Billings at American Society of Interior Designers (ASID) member-owned interior design firms saw a healthy jump in March, a positive sign as firms enter what is traditionally a seasonal upswing. The March Interior Design Billings Index (IDBI) score of 60.4 indicates demand has strengthened (any score above 50 signifies growth) and is at its highest level since May 2017. The March three month moving average score of 50.7 is identical to December’s figure, suggesting that on average, the industry sustained significant economic activity during the early months of 2019.

ASID Interior Design Billings Index (IDBI) - March 2019

ASID Interior Design Billings Index (IDBI) – March 2019

The outlook is also healthy as inquiries into new work are very positive with a score of 57.8. At 59.4, the March six-month outlook score is the strongest, most optimistic outlook since June 2018. The design industry remains optimistic about the short-term business conditions with 93 percent of respondents believing conditions will either be about the same or better than they are now.

Interior designers in all regions showed improvement in March billings with scores above 50, exceeding February scores (Northeast- 52.8, South- 51.2, Midwest- 51.1, West- 50.4).

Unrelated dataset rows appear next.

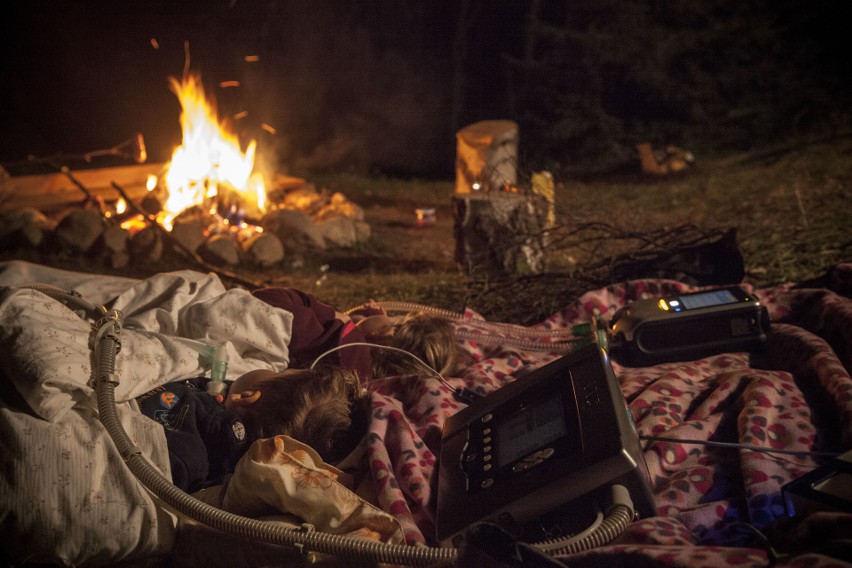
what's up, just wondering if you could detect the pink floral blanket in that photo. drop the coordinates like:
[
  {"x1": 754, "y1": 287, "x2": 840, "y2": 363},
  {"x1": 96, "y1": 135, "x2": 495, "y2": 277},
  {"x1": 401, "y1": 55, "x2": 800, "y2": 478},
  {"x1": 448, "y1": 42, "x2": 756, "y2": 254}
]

Optional Bonus Questions for February: Investment in Firm Operations

This month’s special question asked our survey panelists about any recent investments they made in operations and if the new tax legislation influenced their decision-making process. Types of investments made include new staffing, new offices, automobiles, printers (high speed), computers and software, and new marketing. Of the survey respondents, 46 percent of interior designers made investments in their business compared to 40 percent at the same time a year ago.  Eleven percent made what they considered to be substantial investments which indicate a belief in the future of their business. However, the new tax legislation passed in December 2017 was not a major part of the investment decision; of the firms making investments in their businesses, only 11 percent did so due to the new tax legislation.